Monday, June 14, 2010

Waxing Vainly

Easy isn't suppose to exist and therefore it doesn't. Nothing ever is and nothing ever will be. We all know it or at least the evil realist inside us does. And mine knows good and well that nothing in life is easy and this isn't any different. I expected it, was ready for it, waiting for it even. But not a whole lot prepares you for actually living it. It'd be nice to think I'm invincible, that nothing can phase me, nothing can stop me, and nothing can take my joy, ruin my day, steal my smile. But maybe the one thing all this has taught me is the limit of my own smile, laugh, will, and patience. Perhaps even my foundations. Now that's scary. Foundations. The thing/stuff/substance we're made us. 

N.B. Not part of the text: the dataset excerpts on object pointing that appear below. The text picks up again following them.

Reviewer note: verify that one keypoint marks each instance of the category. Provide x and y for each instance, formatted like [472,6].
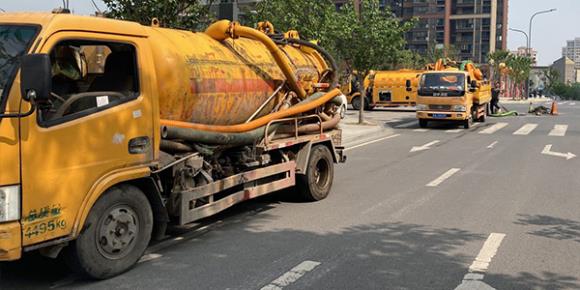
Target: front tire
[467,123]
[315,185]
[116,234]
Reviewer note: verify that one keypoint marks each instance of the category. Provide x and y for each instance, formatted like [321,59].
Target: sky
[548,36]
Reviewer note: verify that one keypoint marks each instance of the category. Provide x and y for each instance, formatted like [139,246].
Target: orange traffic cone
[554,110]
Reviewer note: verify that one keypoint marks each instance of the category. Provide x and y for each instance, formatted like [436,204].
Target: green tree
[496,59]
[520,67]
[184,14]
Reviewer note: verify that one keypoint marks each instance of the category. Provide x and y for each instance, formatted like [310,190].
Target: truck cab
[451,95]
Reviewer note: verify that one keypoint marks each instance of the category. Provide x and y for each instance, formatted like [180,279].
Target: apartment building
[572,51]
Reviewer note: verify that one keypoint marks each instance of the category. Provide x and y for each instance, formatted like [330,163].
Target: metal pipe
[172,146]
[311,103]
[225,29]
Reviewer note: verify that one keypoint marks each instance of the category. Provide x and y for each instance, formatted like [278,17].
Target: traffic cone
[554,110]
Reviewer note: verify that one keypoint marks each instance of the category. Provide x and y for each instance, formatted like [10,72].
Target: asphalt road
[469,211]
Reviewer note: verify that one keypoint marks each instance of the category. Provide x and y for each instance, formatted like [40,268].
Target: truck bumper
[437,115]
[10,241]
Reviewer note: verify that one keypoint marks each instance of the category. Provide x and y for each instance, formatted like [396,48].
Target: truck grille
[440,107]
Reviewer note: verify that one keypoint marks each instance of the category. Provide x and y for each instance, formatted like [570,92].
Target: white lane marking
[559,130]
[373,141]
[548,151]
[473,278]
[487,252]
[443,177]
[492,145]
[424,147]
[494,128]
[526,129]
[291,276]
[149,257]
[406,125]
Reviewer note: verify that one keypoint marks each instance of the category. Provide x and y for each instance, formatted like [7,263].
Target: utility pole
[528,50]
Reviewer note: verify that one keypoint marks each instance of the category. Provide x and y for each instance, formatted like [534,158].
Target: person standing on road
[495,98]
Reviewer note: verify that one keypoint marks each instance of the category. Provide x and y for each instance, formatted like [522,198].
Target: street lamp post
[529,52]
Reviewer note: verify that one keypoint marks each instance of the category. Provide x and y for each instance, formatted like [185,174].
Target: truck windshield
[442,85]
[14,42]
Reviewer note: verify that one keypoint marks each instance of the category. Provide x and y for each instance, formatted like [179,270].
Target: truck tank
[207,81]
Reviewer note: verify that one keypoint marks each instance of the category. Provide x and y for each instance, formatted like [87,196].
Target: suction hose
[313,102]
[324,53]
[225,29]
[190,133]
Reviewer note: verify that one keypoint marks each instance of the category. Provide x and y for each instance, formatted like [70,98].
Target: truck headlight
[422,107]
[9,203]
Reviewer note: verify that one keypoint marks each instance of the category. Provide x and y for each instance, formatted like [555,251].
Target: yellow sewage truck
[111,131]
[458,95]
[388,89]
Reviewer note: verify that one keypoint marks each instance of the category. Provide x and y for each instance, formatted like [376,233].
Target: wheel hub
[117,232]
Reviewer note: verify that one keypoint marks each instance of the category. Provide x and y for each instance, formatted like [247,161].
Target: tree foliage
[496,59]
[185,14]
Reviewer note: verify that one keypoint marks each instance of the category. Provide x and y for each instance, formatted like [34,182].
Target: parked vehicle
[111,131]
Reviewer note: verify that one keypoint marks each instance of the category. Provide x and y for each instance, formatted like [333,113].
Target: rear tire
[467,123]
[116,234]
[315,185]
[355,102]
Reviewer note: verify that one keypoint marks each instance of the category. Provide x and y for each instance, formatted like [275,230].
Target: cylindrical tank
[202,80]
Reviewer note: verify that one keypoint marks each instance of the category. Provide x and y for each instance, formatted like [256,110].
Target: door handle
[139,145]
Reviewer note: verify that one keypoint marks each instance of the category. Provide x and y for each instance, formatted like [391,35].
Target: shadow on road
[247,252]
[551,227]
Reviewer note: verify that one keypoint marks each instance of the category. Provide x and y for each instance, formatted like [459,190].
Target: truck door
[100,121]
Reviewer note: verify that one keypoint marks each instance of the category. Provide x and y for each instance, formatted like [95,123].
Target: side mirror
[36,78]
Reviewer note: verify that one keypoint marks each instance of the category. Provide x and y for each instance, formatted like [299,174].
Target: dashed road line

I can't really say I know what it is has gotten me here, maybe this, maybe that, maybe nothing, maybe everything, or at this point it could just be the silence. That lack of noise in my life. Who could have thought such a thing could chip away at a person? Maybe in a bizarre way this is an incite into a drama queen's drive to create crisis. Sometimes the lack of it can break you down more than anything else. Or at least that's what it seems to be, but I'm certainly not sympathizing with drama queens. 

Screaming, crying, maybe even laughing is what I want to do. Just have a moment to let it all hang out so to speak. But it's an even more bizarre feeling when you've no energy left to scream, no tears left to cry, and no hazard to fuel a laugh. It's like staring at a reflection of yourself having a break down and seeing a stare instead. A blank, unmoving stare. Like an oil painting from back in the day when smiling was for babies and crazy people. More importantly though I realize that I don't want to scream, cry, or laugh. Somehow the blank has become so much more appealing. 

It's even worse when you can see people needling away at you. Trying or maybe not even trying to chip away at that nice lacquer finish you glazed on to keep the cracks from showing. Funny thing is they think they are doing you some grand favor that you'll thank them for later. Too bad they haven't got a clue and you're probably closer to swinging away at their "matter of fact" face. Or worse they genuinely think they're right which might be even more disconcerting. You'd give them a piece of your mind if it wasn't such a complete waste of time and wasting time requires that energy you haven't got. So you give them bobble-head treatment and get on the next train to "Here We Go Again". 

Sad thing is I know there is no room for any of this now. No one wants to hear it, not even me. I'd rather go to the "Unforeseeable Future" than stick around in "All Too Well Known Present" and the damn train just isn't arriving fast enough. So this is the part where I pop in my headphones, go into cruise control, and let the world figure out how fast it wants to go by my windows. (This is exactly what I intend to do by the way.) And hopefully somewhere in the width of the 2400 songs on my Ipod I will finally arrive, step outside, and the rest will lapse into that infamous "History". Until then I'm going to put faith in the thickness of my privacy glass and pray the gas meter doesn't hit 'E' before the end of it all. So here's to Sade's song "In Another Time" and in the words of Lauren Bacall from the ironically titled movie "To Have and Have Not":
 

"I'd walk if it wasn't for all that water."